Ms Wehi said the mother had been in bed, leaving the boy to finish his homework on his laptop. "[His parents] are dumb-founded about the whole thing. I saw the family every day - he was a good boy."
The teenager - believed to be an old boy of De La Salle College in Mangere East - crashed through the carpark's steel roof, insulation and metal webbing, which saved him from directly hitting the concrete floor.
He was taken to Middlemore Hospital in a serious condition, but has since stabilised. He is expected to leave hospital this week.
His family were too upset to speak publicly yesterday.
Mr Epps-Eades said the apartment balconies were "very safe", with railings that were chest-high to a tall person.
An intensive care medicine expert said yesterday that it was rare for someone to live if they plunged from more than five storeys, and "freakish" if they survived a fall from 16 storeys.
The boy did not have head injuries, which was the most common cause of death after falling from a height.
The specialist had dealt with one case where a man had fallen eight storeys and survived on "sheer luck".
The key to the Manukau teenager's survival may have been that he avoided falling head-first.
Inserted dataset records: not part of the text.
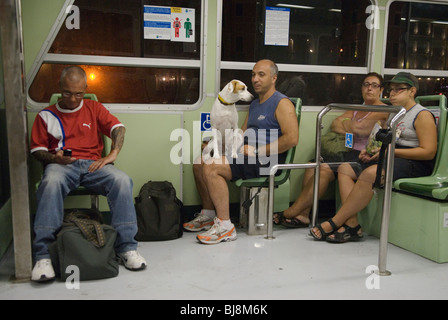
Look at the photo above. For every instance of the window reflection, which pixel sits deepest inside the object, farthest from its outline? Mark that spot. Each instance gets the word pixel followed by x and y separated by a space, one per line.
pixel 125 84
pixel 321 32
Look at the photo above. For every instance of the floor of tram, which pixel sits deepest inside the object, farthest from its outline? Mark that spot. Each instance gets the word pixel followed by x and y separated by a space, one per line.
pixel 291 267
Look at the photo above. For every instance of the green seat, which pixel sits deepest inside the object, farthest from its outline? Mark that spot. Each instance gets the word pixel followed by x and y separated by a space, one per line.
pixel 281 179
pixel 436 185
pixel 81 191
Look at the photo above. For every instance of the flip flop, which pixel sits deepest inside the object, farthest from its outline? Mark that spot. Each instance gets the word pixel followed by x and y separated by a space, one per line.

An American study of 200 falls showed a person is just as likely to survive a five-storey fall landing feet-first as they are a one-storey fall headfirst.
A New York doctor who had dealt with a high number of falls said in 2008 that the death rate from a three-storey fall was about 50 per cent, but people who had fallen more than 10 storeys almost never survived.
SURVIVING GREAT FALLS
December 2007: Window cleaner Alcides Moreno, 37, survives a 47-storey fall from a Manhattan skyscraper. His scaffolding broke free and he was able to use that as a form of protection as he fell.
May 2008: A 22-year-old Ohio State University student survives after
falling about six storeys from a 10th floor balcony of a Hilton hotel in Florida. He lands safely on a conference centre roof after another balcony helps break his fall.
June 2010: 4-year-old Joey Williams falls six storeys from a Miami apartment building after chasing a balloon over a balcony. He lands in a palm tree.